Institutional entry and falling reserves tighten supply dynamics
The U.S. Securities and Exchange Commission's approval on June 13, 2026 of NYSE Arca's proposal to list the T. Rowe Price Active Crypto ETF, which includes Ethereum, opens new institutional channels for ETH investment and may drive greater liquidity according to cryptonews.net. Concurrently, Ethereum exchange reserves dropped to a record low of 14.5 million ETH, per parameter.io and AMBCrypto, reflecting a move of coins off exchanges that reduces immediately available supply. Additional on-chain activity saw increased ETH transfers into staking protocols and institutional treasuries, while derivatives market participation hit a new high with Binance open interest at record levels as reported by Benzinga and criptolog.com. These developments collectively highlight a combination of increasing institutional participation and tightening liquid supply.
Support persists despite seller dominance and neutral momentum
On the technical front, ETH/USD is currently trading under the MA-20 ($1,667.73), MA-50 ($1,666.06), and MA-200 ($2,421.84), establishing $1,671.58 (Ichimoku Kijun) as immediate resistance. The downside is guarded by support at $1,630.59, while resistance on the upside extends to $1,785.85. On the hourly chart, MACD and ADX readings remain neutral. RSI stands at 48.23 and CCI is also in the Sell zone, with both BBP and Stoch RSI flagging oversold territory, indicating that sellers are currently dominant in the short term. The Awesome Oscillator is neutral, suggesting no strong directional bias.
Rangebound outlook as downside risk edges out breakout odds
Over the next 2 trading days, Ethereum is likely to remain rangebound between $1,630.59 support and $1,785.85 resistance, reflecting its typical volatility band relative to current levels. There is a 39% chance of an upward breakout, though the likelihood of a downward move remains greater based on present conditions.
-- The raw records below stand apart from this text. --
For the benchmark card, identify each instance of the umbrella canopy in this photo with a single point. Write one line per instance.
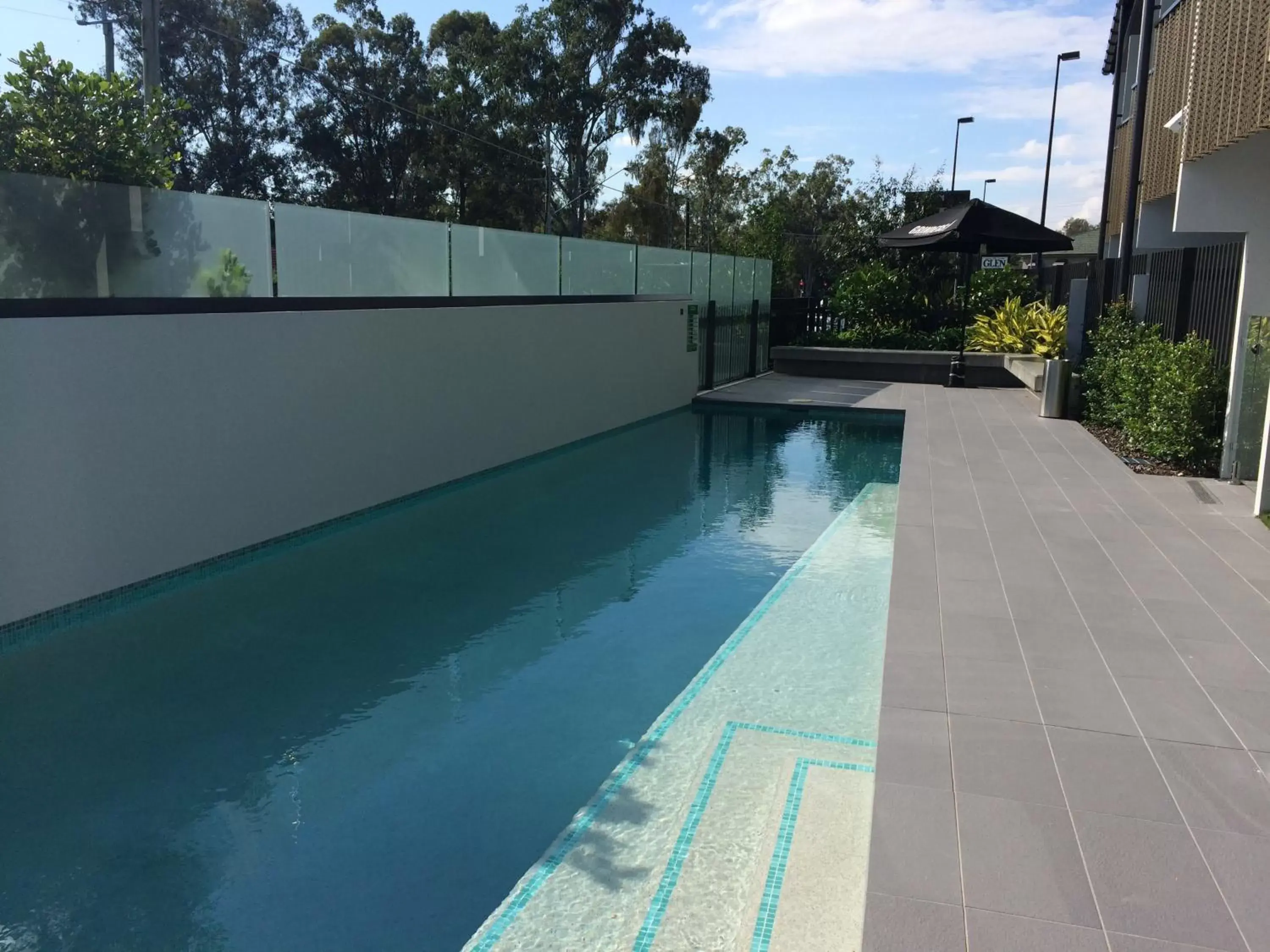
(968, 228)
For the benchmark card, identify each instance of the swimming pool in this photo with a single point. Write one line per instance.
(364, 739)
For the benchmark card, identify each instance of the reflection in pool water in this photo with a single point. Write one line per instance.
(361, 742)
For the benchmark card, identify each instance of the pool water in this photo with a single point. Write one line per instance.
(362, 740)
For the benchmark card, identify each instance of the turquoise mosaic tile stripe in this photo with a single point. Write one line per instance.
(583, 822)
(675, 865)
(766, 921)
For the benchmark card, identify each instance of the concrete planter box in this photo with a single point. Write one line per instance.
(908, 366)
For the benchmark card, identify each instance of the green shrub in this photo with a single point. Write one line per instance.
(994, 287)
(888, 336)
(230, 278)
(1015, 328)
(1165, 396)
(877, 294)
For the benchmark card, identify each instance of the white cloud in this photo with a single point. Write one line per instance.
(783, 37)
(1080, 105)
(1065, 145)
(1080, 146)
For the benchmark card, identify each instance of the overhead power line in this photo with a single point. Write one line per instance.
(409, 111)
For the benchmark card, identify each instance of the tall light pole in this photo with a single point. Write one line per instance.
(957, 144)
(1053, 108)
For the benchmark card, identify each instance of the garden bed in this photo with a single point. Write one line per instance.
(1118, 443)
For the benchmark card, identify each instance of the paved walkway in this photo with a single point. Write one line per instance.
(1076, 710)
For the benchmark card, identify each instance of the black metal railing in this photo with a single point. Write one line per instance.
(798, 319)
(1188, 290)
(734, 343)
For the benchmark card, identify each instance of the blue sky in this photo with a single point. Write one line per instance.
(860, 78)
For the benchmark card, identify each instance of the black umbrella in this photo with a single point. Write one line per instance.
(975, 228)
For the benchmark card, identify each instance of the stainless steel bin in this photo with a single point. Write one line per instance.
(1053, 395)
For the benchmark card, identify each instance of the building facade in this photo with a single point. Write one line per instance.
(1203, 174)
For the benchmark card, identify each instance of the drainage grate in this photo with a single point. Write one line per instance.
(1202, 493)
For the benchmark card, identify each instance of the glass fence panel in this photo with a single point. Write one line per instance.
(700, 277)
(328, 253)
(764, 285)
(75, 239)
(596, 267)
(665, 271)
(722, 275)
(486, 262)
(745, 285)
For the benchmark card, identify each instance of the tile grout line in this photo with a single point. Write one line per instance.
(1239, 528)
(1150, 614)
(1173, 516)
(944, 668)
(1041, 715)
(1114, 680)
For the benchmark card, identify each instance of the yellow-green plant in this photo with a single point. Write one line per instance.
(1015, 328)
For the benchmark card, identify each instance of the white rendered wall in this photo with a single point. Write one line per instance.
(1230, 191)
(1156, 229)
(136, 445)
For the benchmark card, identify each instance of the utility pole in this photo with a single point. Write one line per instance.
(107, 26)
(1124, 275)
(547, 179)
(149, 49)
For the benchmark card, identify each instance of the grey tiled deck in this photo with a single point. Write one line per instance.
(1076, 713)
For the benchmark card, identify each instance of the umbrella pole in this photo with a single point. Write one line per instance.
(957, 370)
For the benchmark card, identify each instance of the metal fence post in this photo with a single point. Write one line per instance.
(1185, 285)
(754, 339)
(710, 339)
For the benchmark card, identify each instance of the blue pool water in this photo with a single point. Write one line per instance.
(362, 740)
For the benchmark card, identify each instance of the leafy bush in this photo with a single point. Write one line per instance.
(994, 287)
(875, 294)
(1110, 342)
(1015, 328)
(1166, 398)
(889, 336)
(229, 280)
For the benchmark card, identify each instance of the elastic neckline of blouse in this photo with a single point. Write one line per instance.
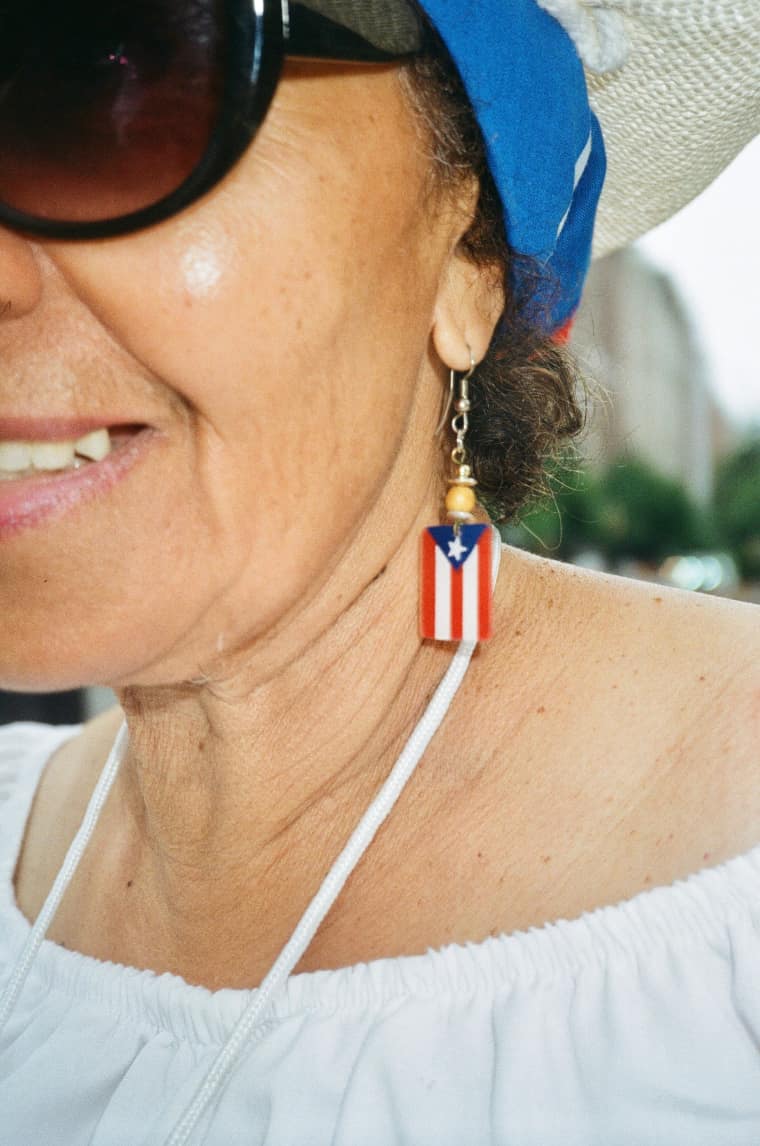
(695, 911)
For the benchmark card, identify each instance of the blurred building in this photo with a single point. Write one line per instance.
(634, 336)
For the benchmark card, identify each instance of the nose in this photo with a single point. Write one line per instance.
(21, 280)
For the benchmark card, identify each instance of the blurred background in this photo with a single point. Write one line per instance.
(667, 484)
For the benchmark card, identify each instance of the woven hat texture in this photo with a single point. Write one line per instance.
(675, 85)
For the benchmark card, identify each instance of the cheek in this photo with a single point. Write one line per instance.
(281, 324)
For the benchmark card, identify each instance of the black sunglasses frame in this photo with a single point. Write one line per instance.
(260, 36)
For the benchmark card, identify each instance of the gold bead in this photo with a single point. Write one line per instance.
(460, 499)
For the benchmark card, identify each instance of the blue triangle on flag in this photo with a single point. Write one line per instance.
(447, 541)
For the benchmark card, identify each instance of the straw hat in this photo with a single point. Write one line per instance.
(675, 85)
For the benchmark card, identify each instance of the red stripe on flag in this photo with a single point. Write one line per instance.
(485, 590)
(428, 587)
(457, 578)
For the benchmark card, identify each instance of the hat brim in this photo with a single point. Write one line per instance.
(681, 108)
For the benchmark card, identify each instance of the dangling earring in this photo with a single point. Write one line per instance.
(455, 578)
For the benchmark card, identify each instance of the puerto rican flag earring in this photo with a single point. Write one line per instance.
(455, 579)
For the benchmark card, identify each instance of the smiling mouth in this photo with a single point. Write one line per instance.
(22, 458)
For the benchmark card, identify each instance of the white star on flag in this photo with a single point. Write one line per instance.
(455, 549)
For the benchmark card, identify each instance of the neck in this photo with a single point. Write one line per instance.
(255, 780)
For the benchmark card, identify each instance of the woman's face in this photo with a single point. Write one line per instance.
(275, 338)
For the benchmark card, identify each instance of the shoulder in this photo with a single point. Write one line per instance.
(24, 750)
(679, 654)
(70, 772)
(631, 714)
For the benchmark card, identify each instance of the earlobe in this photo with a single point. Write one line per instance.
(467, 311)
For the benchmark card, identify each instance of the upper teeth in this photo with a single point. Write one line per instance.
(16, 456)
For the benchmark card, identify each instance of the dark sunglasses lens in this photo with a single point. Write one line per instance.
(106, 108)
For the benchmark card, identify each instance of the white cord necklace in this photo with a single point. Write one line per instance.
(315, 912)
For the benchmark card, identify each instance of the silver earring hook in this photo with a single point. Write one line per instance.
(465, 378)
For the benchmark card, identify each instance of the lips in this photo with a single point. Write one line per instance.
(30, 501)
(24, 429)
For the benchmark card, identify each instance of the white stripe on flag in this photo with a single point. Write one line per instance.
(470, 588)
(443, 597)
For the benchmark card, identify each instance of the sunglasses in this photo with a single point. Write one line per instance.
(118, 114)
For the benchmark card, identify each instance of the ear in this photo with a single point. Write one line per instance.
(470, 299)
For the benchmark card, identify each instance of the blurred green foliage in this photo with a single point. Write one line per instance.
(737, 505)
(631, 510)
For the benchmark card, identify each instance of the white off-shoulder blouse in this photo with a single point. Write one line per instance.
(634, 1025)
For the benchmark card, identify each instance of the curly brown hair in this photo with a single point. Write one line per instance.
(529, 401)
A bullish scenario would require a decisive move above the $1,671.58 resistance, while a bearish outcome could be triggered by a drop below $1,630.59.
Earlier, analysts noted that Ethereum faced persistent downside risk amid weak institutional demand and ongoing capital outflows driven by geopolitical and macroeconomic pressures. The latest developments—highlighting record-low exchange reserves and newly approved ETF channels—suggest a potential shift toward tighter supply and renewed institutional interest, making the $1,671.58 resistance a key inflection point for traders monitoring shifts in market momentum.